Victime d'une maladie mentale donc, le compositeur George Harvey Bone n'a rien d'un serial-killer froid et méthodique. Il n'a aucun contrôle sur ses actes, ce qu'expliquera le médecin à la police. Visuellement, le passage de la raison à la folie s'effectue à l'écran grâce à des gros plans sur le visage désincarné et en sueur de Laird Cregar mais aussi grâce à des plans floutés qui nous font comprendre que le personnage a vacillé dans la folie. Un procédé efficace et très stylisé, et qui, au fur et à mesure des crises au sein du déroulement de l'histoire, a tendance a s'estomper un peu et à nous laisser dans le doute : le personnage a-t-il retrouver la raison ou est-il encore perdu dans son esprit malade ? La mise en scène de John Brahm fait des merveilles à tous les niveaux, jouant avec les effets de lumière, les angles de caméra, ce qui confère au film une allure gothique-expressionniste du plus bel effet.



Outre la prestation parfaite de Laird Cregar, qui jongle avec les émotions avec une maîtrise absolue, on appréciera fortement de voir la magnifique Linda Darnell qui compose ici un personnage de "vamp" parfaitement détestable, typique des films noirs dont "Hangover Square" se réclame également. Aguicheuse en diable, vêtue de tenues très sexy, elle incarne à merveille la séductrice égocentrique et prétentieuse qui va pousser le pauvre compositeur amoureux transit dans ses derniers retranchements et lui faire commettre l'irréparable. George Sanders est quant à lui toujours aussi classe et même s'il a un rôle plus anecdotique ici, sa prestance et son charisme fonctionnent toujours à plein régime.



Certaines scènes de "Hangover Square" sont vraiment admirables, je pense notamment au bûcher géant organisé au beau milieu des rues ou au final, également très marqué par les flammes, et qui va faire vivre la passion de George Harvey Bone jusqu'au bout.

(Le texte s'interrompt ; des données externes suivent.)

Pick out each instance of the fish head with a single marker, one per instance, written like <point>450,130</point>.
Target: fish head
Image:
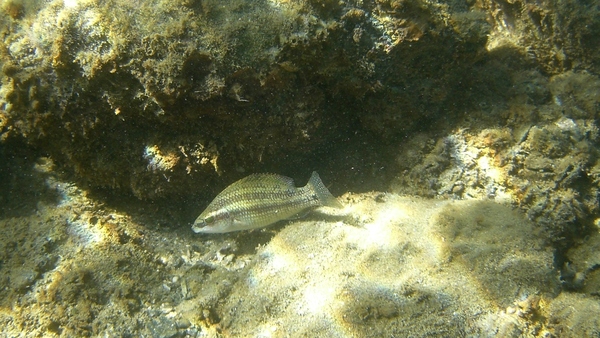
<point>213,222</point>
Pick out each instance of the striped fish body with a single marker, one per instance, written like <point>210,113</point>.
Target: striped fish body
<point>260,200</point>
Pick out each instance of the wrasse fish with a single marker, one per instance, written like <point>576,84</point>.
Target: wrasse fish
<point>260,200</point>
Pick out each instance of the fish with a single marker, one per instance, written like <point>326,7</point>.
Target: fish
<point>259,200</point>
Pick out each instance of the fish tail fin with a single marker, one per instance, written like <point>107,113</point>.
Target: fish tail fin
<point>324,196</point>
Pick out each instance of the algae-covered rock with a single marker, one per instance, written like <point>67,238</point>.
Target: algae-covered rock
<point>394,266</point>
<point>172,98</point>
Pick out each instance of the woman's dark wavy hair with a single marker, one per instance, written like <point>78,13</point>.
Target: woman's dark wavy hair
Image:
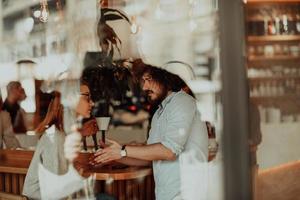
<point>169,80</point>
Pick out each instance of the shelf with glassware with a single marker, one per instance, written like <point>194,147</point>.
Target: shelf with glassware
<point>271,1</point>
<point>273,38</point>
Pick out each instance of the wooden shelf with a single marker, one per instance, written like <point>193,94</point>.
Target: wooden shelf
<point>272,1</point>
<point>260,79</point>
<point>276,98</point>
<point>274,38</point>
<point>273,58</point>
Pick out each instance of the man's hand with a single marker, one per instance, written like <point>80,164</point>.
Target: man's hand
<point>108,154</point>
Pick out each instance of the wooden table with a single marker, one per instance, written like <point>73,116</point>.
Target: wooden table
<point>124,183</point>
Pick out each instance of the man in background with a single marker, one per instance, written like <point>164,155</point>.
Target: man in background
<point>15,94</point>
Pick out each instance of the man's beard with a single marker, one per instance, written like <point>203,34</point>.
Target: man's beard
<point>159,98</point>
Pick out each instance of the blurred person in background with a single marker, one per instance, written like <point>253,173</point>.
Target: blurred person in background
<point>50,148</point>
<point>7,135</point>
<point>15,94</point>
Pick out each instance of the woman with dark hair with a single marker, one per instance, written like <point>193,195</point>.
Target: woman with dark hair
<point>50,148</point>
<point>6,131</point>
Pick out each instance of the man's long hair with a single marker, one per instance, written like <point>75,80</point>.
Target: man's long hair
<point>170,81</point>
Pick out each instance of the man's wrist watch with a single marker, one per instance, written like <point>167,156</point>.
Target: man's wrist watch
<point>123,151</point>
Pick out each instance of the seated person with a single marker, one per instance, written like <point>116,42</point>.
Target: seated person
<point>15,94</point>
<point>6,132</point>
<point>49,150</point>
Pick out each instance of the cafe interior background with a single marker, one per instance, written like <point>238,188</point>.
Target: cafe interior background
<point>231,54</point>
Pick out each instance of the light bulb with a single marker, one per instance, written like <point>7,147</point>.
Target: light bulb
<point>134,28</point>
<point>44,13</point>
<point>37,13</point>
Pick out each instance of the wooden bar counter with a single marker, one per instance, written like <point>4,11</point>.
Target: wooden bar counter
<point>122,182</point>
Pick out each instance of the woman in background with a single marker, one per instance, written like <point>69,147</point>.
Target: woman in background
<point>7,135</point>
<point>50,150</point>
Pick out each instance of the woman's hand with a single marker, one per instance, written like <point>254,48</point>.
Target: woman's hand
<point>108,154</point>
<point>72,145</point>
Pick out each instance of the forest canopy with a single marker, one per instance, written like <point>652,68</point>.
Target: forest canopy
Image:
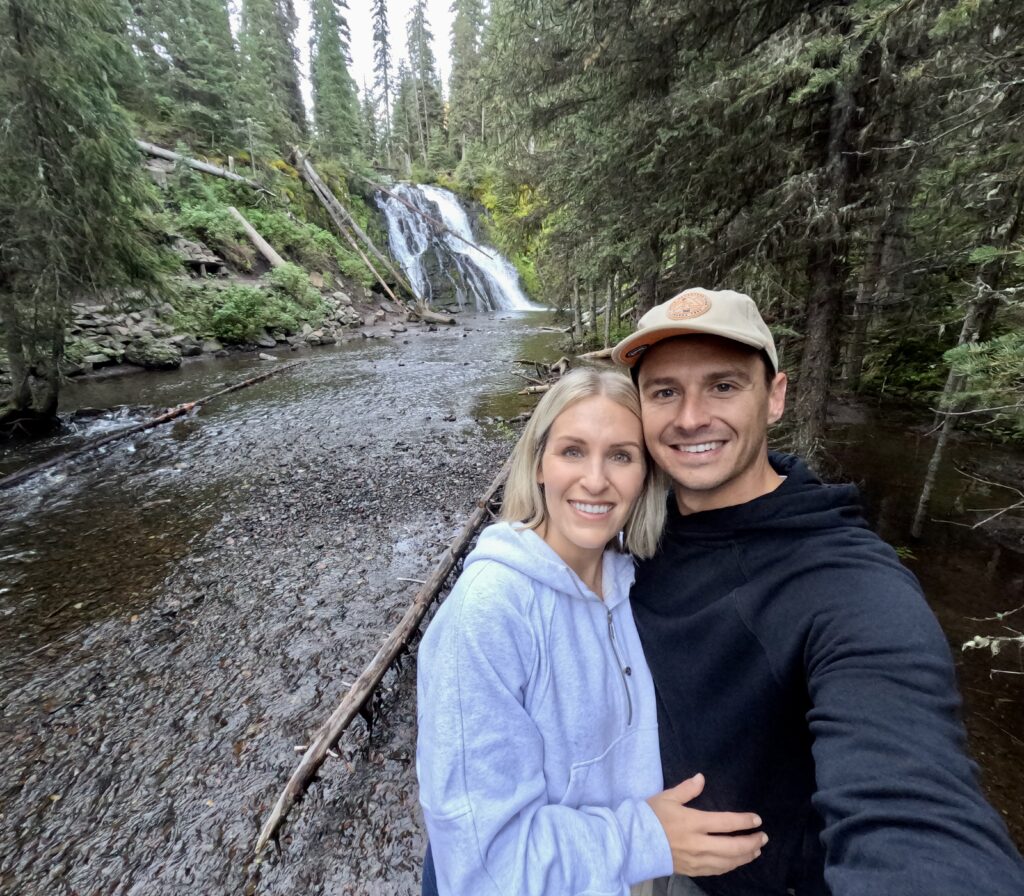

Le tout sur une partition hallucinante de Bernard Herrmann, véritable personnage à part entière dans ce film. "Hangover Square" est véritablement un film à (re)découvrir, surtout que la copie présentée par Rimini Editions est de toute beauté !

Disponible en DVD et BR chez RIMINI EDITIONS






Du même réalisateur :

JACK L'EVENTREUR (1944)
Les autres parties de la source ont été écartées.